You’ve been in this business for a long time, so you’ve seen how much the landscape has changed. You’re now doing a TV series with Al Pacino on a streaming network. Does the way you work now feel very different?

RUBINEK: Not really. When you’re doing a show, whether it was in 1982 or 2018, as an actor, you’re really just concerned with individual scenes, in the moment, and whether or not you’re gonna be able to tell it, and whether it’s collaborative or not. What is different is the scope of it. There are 200 countries seeing the series. That’s different. There was this freedom from any kind of censorship that would have come by way of sponsors on network television. That there are actors, like Al Pacino, that are willing to do television speaks hugely to the kind of material that is now a possible on television, and that was impossible, 20 years ago or maybe even 10 years ago. But as far as the actual doing of it, when you’re in the moment, actors are just trying to tell the truth, in the best way they can, under circumstances that are sometimes difficult ‘cause they’re not collaborative, and sometimes, like this one, are very collaborative and really freeing, partly because there was just this openness that came by way of Jordan Peele’s company, Amazon, and these particular showrunners, who were so wonderful to work with, and generous and embracing.

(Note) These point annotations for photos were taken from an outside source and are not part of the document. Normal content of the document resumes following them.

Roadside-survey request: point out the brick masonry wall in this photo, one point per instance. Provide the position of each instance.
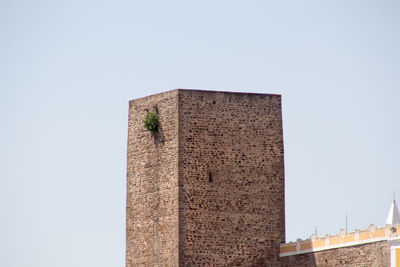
(368, 255)
(152, 184)
(231, 179)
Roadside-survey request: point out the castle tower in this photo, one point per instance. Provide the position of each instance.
(207, 189)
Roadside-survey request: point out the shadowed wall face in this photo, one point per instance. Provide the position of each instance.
(231, 178)
(208, 188)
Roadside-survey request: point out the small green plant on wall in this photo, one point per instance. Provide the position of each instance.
(151, 122)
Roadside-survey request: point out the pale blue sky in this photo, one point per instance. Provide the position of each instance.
(68, 69)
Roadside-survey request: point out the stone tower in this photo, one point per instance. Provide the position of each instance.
(208, 188)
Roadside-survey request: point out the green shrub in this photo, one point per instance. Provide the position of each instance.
(151, 122)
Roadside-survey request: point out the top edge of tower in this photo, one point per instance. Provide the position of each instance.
(204, 91)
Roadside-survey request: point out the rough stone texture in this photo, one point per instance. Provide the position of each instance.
(152, 184)
(372, 255)
(208, 189)
(231, 179)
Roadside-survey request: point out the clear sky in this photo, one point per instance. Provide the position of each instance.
(68, 69)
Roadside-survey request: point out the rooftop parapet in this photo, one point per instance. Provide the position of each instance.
(343, 239)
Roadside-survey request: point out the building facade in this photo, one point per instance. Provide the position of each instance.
(207, 189)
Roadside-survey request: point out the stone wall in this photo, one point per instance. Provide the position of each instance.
(208, 188)
(152, 184)
(231, 179)
(375, 254)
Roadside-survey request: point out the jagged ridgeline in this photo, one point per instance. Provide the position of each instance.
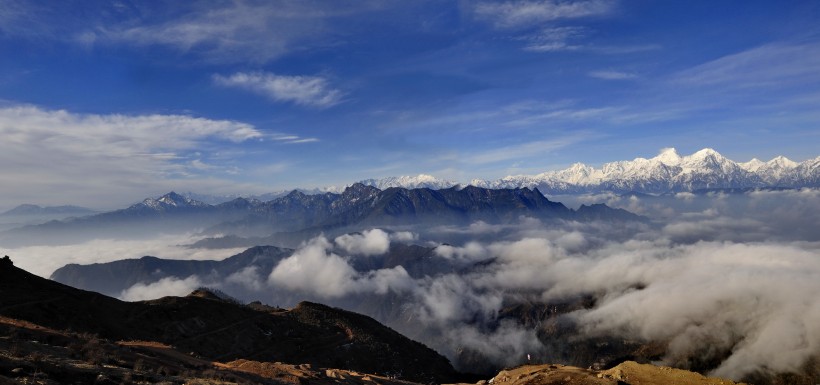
(295, 217)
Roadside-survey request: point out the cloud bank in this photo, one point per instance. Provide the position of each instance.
(311, 91)
(100, 158)
(712, 282)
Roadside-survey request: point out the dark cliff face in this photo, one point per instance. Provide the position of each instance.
(222, 330)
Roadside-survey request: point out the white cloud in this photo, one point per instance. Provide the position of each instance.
(311, 91)
(314, 269)
(404, 236)
(92, 158)
(521, 151)
(369, 242)
(164, 287)
(554, 39)
(612, 75)
(514, 14)
(768, 66)
(237, 31)
(43, 260)
(247, 277)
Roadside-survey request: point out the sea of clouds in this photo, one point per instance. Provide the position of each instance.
(733, 277)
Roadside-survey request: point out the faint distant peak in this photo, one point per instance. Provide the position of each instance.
(410, 182)
(782, 162)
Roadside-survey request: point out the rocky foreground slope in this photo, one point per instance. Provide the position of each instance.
(54, 334)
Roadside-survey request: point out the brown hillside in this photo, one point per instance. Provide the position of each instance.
(222, 331)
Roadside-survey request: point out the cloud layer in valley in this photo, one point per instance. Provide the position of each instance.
(726, 279)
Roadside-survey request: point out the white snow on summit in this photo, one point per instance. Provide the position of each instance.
(410, 182)
(668, 172)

And there was a great group of actors. That was a real blessing. You can tell, from watching it, the bond that we all had. It’s really hard to fake that, hour after hour after hour, and we didn’t need to fake. We found it with each other, which was great. But that could have happened in the 17th century, on stage. That’s not different. What’s different is the reach of a show like this, and how it might affect people, in ways that we have no idea about. It’s going to countries in all kinds of places. It’s going to places that are dealing with war, in a way that we’re not dealing with, the same way here. So, I think that the affect of a show like this will be profound. I hope it is.

Are you someone who’s also moved into this world of streaming? Do you watch TV that way, yourself?

RUBINEK: There are shows that I stream. I have a 24-year-old son and a 28-year-old daughter, and they grew up with it, so I grew up with it. There are shows that I binge-watch, but there’s only so much of it that you can do. With this show, even though they dropped 10 episodes, it’s a little too intense to watch, all at once. I started working on a computer in 1984, when the first Apple computers came out, so I’ve managed to keep up.

At this point in your life and career, what is it that you look for in projects and roles? What gets you excited about the work?

RUBINEK: I’m going back to the theater, a bit. I’m about to go do a new play by Ethan Coen. I worked with the Coen brothers on The Ballad of Buster Scruggs, a couple of years ago, and I got to know them, so I’m going to New York to do a new play of his, called A Play is a Poem. I’m a playwright. I wrote a play, a few years ago, called Terrible Advice, and I’ve got a new play, called All in the Telling, which has to do with some of the subjects that I was talking to you about, with how my book got written, how the documentary film happened, what happened to my daughter and her classmate, and all of that true story. So, that that’s really keeping me going. As far as new projects are concerned, I take them as they come. I’ve never really had a fixed goal for what kind of roles I want to play. I take them as they come, depending on whether I’m forced to do it because I have to pay the rent, or if I’m not as worried about the rent this particular month, then it’s about whether or not the role really speaks to me loudly. Sometimes it’s doesn’t have to speak to me loudly because the bank is already speaking to me loudly.

Hunters is available to stream at Amazon Prime.